Il tendit la note rédigée par Aziza Rust, ornée du logo du FBI, à une jeune flic Noire à la poitrine encombrante et aux cheveux rasés. Elle la parcourut, tapa sur un clavier sale.

Vingt-cinq ans avaient passé depuis sa dernière visite, et malgré cela le commissariat avait toujours cet air négligé, mal aimé. Même les équipements neufs semblaient attendre une inévitable désuétude. L’odeur de sueur et de plastique était infusée de cigarette froide. Pourtant, personne ne fumait plus depuis longtemps.

C’était le passé qui collait aux murs.

— Le détective qui peut vous aider pour les bouteilles vaudoues ne sera là que demain, dit la jeune flic en lui rendant sa note. Sinon, les dossiers que vous avez demandés devraient être aux archives. Vous connaissez le chemin, ou vous voulez que je vous prenne par la main ?

— Si c’est aussi bien rangé qu’au temps de Willow, je veux bien un peu d’aide.

— Ah, le vieux commandant Willow, s’esclaffa-t-elle en s’extirpant de sa chaise à roulettes. Le dernier des justes. Mais pas trop à cheval sur la paperasse, ça, c’est vrai.

Elle se dandina à travers un long couloir de linoléum rouge. Franklin essaya de s’accrocher aux détails sans importance, une photo de famille collée sur un ordinateur, une plante verte asséchée sur un rebord de fenêtre, un parapluie accroché à un porte-manteau, ces fragments de présent entrevus au hasard d’une porte ouverte.
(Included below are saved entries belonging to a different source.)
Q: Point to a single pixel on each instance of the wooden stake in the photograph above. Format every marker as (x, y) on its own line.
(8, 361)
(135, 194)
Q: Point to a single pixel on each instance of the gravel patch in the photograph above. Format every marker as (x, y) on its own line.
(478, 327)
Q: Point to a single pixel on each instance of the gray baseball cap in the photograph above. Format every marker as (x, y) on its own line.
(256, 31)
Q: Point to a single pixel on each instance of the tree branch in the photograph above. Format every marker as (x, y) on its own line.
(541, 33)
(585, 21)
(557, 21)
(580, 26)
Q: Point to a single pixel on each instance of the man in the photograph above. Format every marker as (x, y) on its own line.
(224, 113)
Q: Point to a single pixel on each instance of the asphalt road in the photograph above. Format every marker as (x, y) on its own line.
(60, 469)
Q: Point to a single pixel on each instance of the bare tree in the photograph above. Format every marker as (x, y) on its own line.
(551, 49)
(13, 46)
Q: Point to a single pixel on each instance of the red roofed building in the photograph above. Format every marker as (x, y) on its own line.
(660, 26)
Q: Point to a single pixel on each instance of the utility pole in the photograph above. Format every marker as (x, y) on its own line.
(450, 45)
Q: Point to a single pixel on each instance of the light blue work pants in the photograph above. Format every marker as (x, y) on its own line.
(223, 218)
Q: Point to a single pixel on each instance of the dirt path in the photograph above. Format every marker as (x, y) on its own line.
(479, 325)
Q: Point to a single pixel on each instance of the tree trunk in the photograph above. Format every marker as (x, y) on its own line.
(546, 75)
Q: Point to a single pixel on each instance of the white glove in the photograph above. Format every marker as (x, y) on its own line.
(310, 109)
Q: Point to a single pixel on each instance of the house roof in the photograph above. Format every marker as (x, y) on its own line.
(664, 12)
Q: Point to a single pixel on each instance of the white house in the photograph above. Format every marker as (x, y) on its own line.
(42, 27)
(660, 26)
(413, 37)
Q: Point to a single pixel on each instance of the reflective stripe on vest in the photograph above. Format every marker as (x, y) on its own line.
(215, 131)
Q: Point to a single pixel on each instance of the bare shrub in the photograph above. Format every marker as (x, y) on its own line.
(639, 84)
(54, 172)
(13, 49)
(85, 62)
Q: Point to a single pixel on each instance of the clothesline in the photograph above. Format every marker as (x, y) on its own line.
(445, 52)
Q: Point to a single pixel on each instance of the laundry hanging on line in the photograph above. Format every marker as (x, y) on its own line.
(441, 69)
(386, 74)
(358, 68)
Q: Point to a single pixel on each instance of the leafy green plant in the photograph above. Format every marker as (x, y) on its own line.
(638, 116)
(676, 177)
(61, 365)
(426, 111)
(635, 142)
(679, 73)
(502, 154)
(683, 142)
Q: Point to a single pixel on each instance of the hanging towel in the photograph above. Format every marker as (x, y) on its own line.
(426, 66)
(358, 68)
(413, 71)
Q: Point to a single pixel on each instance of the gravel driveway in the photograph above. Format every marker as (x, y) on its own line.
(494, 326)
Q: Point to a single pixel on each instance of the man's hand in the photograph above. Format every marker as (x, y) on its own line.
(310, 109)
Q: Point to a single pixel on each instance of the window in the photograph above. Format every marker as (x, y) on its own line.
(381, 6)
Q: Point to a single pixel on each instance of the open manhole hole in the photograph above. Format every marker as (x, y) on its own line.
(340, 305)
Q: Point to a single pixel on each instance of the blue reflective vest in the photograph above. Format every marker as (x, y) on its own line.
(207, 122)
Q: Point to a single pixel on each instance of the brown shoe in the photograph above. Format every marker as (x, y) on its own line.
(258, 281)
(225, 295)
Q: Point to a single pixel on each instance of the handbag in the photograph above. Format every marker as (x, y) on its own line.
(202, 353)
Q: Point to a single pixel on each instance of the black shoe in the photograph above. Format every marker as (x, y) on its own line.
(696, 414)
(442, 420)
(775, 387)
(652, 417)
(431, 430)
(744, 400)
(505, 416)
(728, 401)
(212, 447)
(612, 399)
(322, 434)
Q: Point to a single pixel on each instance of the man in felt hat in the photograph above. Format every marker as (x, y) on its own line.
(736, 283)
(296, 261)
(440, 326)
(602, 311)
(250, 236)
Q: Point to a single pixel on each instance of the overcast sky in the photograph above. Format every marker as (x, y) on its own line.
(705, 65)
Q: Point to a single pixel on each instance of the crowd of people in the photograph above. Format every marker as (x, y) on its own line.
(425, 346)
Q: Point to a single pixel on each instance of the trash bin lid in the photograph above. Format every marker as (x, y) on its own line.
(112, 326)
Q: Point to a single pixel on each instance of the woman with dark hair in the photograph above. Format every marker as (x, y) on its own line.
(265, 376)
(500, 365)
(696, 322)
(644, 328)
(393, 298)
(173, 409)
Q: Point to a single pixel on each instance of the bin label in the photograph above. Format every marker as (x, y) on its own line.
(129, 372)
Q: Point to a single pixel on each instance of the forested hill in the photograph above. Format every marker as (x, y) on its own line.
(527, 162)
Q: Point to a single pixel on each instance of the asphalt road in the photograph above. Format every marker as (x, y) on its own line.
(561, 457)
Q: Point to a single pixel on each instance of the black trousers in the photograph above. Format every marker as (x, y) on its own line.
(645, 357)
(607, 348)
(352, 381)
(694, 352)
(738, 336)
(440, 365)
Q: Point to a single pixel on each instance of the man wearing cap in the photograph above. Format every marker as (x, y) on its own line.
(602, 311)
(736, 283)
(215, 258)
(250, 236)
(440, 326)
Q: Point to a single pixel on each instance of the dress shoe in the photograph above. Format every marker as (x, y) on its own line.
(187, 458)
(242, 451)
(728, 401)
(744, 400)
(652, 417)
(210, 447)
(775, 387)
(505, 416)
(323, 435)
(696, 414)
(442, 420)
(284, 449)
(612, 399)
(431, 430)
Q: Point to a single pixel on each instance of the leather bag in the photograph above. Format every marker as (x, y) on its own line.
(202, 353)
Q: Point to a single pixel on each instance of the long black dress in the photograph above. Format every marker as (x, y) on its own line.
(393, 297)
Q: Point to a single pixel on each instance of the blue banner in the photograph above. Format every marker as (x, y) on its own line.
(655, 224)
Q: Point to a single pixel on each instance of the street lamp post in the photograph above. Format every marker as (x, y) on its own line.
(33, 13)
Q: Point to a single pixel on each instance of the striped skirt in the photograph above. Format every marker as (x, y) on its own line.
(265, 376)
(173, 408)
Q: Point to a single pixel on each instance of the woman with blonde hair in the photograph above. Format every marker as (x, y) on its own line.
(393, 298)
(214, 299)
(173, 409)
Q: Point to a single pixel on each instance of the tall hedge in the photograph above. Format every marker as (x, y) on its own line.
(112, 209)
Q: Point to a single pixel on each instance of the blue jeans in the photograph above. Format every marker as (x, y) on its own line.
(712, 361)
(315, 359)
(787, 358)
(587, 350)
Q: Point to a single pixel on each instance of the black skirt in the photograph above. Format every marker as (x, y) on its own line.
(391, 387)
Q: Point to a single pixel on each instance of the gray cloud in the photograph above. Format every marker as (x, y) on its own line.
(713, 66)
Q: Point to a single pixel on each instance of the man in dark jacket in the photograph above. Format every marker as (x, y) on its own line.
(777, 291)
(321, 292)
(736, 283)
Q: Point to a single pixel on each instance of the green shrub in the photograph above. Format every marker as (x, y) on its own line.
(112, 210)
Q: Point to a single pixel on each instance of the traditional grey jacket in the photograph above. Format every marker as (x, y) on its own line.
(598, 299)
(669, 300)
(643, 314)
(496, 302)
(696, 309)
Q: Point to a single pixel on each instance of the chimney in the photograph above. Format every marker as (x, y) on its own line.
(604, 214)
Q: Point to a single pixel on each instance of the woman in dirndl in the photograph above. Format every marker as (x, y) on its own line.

Chaque parcelle du corps de Franklin résistait au passé et à son insupportable cortège de souvenirs.

Une porte s’ouvrit, la lumière fluorescente des luminaires-grille vacilla un instant, puis submergea une pièce étroite sans fenêtre de sa blancheur trop vive.

— 1987, vous m’avez dit, hein ? Voyons s’ils sont à leur place.

Elle ouvrit des cabinets cabossés, et ses doigts potelés sautèrent sur les dossiers suspendus.

Franklin s’assit à l’unique table, son corps tendu de fatigue.

Toutes ces années à risquer sa vie pour le masque de Toutankhamon. Les mois de solitude au Caire, sa carrière en lambeaux, la déchirure de sa famille. Ce n’était qu’un prélude orchestré par le destin pour l’amener ici, à la vérité. Il la fuyait depuis si longtemps qu’il n’avait jamais pensé au jour où il serait face à elle.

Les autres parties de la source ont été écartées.